O diretor da Agência Central de Inteligência dos Estados Unidos (CIA), William J. Burns, esteve em Brasília em julho de 2021 e teria dito a membros do alto escalão do governo de Jair Bolsonaro que o presidente deveria parar de questionar o sistema de votação brasileiro, relatou a agência de notícias Reuters.
Burns é o mais alto membro do governo norte-americano a se reunir com autoridades em solo brasileiro desde a eleição de Joe Biden. O diretor da CIA chegou a Brasília seis meses após o ataque de 6 de janeiro ao Capitólio dos Estados Unidos.
À época do ataque, Bolsonaro chegou a reproduzir alegações do ex-presidente norte-americano Donald Trump sobre o resultado das eleições nos EUA, indicando a possibilidade de fraude eleitoral no Brasil, sem apresentar provas.
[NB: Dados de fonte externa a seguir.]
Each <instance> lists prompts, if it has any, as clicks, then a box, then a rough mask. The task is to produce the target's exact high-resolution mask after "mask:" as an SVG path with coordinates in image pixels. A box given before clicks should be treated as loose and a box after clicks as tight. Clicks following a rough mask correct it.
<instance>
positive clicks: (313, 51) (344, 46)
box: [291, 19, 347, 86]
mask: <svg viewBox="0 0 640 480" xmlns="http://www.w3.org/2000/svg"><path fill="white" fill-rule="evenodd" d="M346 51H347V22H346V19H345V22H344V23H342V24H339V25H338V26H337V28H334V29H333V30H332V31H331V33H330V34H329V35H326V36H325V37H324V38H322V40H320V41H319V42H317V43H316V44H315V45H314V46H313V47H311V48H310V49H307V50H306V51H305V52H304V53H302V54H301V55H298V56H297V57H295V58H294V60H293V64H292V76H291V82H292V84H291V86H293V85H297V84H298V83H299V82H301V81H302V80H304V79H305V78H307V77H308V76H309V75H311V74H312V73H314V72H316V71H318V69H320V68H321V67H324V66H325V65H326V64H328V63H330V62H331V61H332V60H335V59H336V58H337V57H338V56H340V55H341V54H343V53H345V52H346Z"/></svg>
O diretor da CIA se encontrou com Bolsonaro, com o ministro do Gabinete de Segurança Institucional (GSI), Augusto Heleno, e com o então diretor da Agência Brasileira de Inteligência (Abin), Alexandre Ramagem.
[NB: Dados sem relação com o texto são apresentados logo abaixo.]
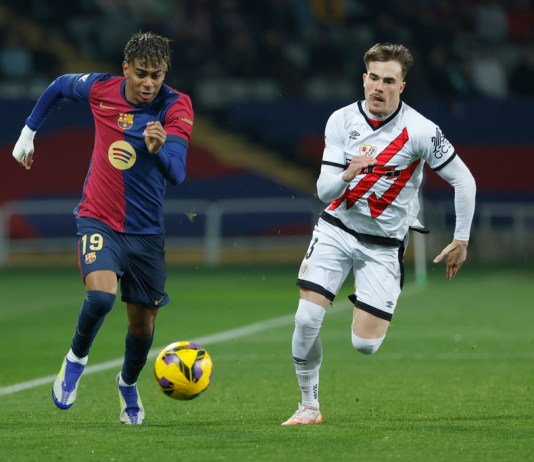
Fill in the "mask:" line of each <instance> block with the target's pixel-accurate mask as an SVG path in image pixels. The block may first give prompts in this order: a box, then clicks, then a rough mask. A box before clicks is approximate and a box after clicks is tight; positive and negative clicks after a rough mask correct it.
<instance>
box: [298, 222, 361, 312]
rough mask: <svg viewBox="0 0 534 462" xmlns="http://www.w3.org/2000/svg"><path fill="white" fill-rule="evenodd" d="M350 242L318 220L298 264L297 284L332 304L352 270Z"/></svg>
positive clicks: (347, 238) (350, 237) (304, 288)
mask: <svg viewBox="0 0 534 462" xmlns="http://www.w3.org/2000/svg"><path fill="white" fill-rule="evenodd" d="M351 239H353V238H352V236H350V235H348V234H347V233H345V232H344V231H342V230H339V229H338V228H335V227H333V226H331V225H328V224H324V225H323V224H322V222H321V221H320V222H319V224H318V225H317V226H316V227H315V229H314V232H313V235H312V239H311V242H310V245H309V247H308V250H307V251H306V254H305V256H304V259H303V260H302V263H301V265H300V270H299V274H298V279H297V285H298V286H299V287H300V288H301V289H302V290H307V291H312V292H315V293H318V294H320V295H322V296H324V297H326V298H327V299H328V300H329V301H330V302H332V301H333V300H334V298H335V297H336V296H337V294H338V293H339V289H340V288H341V286H342V285H343V282H344V281H345V279H346V278H347V275H348V274H349V272H350V270H351V269H352V250H351V245H352V243H351V242H350V241H351Z"/></svg>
Porém, o comentário teria acontecido durante um jantar na residência do embaixador americano Todd Chapman, na presença de Heleno e do ex-ministro da Casa Civil Luiz Eduardo Ramos. Segundo fontes ouvidas pela Reuters, Heleno e Ramos tentaram minimizar o significado das alegações de Bolsonaro.
Burns teria respondido que o processo democrático é sagrado e que Bolsonaro não deveria falar daquela maneira.
— Burns estava deixando claro que as eleições não eram um assunto com o qual eles deveriam mexer. Não foi uma palestra, foi uma conversa — disse uma das fontes.
Outra fonte em Washington confirmou que uma delegação liderada pelo diretor da CIA afirmou aos "principais assessores de Bolsonaro" que o presidente deveria parar de tentar abalar a confiança no sistema eleitoral brasileiro, mas não tinha certeza se o próprio Burns havia entregue a mensagem.
As fontes também ressaltaram que é incomum os diretores da CIA entregarem mensagens políticas, porém, Burns, um dos mais experientes diplomatas dos Estados Unidos, estaria capacitado como porta-voz discreto da Casa Branca.
A mensagem teria sido reforçada no mês seguinte, quando o conselheiro de Segurança Nacional dos Estados Unidos, Jake Sullivan, visitou Bolsonaro e também teria mostrado preocupação com as tentativas de desacreditar a confiança nas eleições. Mas, de acordo com a fonte ouvida pela agência, a mensagem da delegação de Burns foi mais forte.
Segundo um ofício encaminhado por Heleno à Câmara dos Deputados em 2 de setembro, ao qual o jornal O Globo teve acesso, no encontro com Burns foram discutidos assuntos relativos "à promoção da democracia, da segurança e da estabilidade no Hemisfério". O documento aponta que Burns se mostrou interessado, em relação à Abin, "na permanência da cooperação em matéria de inteligência, fundamental para responder a ameaças de caráter transnacional, como o terrorismo, a criminalidade organizada e a criminalidade cibernética".
Heleno também ressaltou que o jantar foi apenas um evento de cortesia "e, naturalmente, transcorreu com conversas informais a respeito de temas de interesse mútuo do Brasil e dos Estados Unidos da América".
O gabinete de Bolsonaro não respondeu aos pedidos de comentários da Reuters. Já a CIA se recusou a comentar o assunto.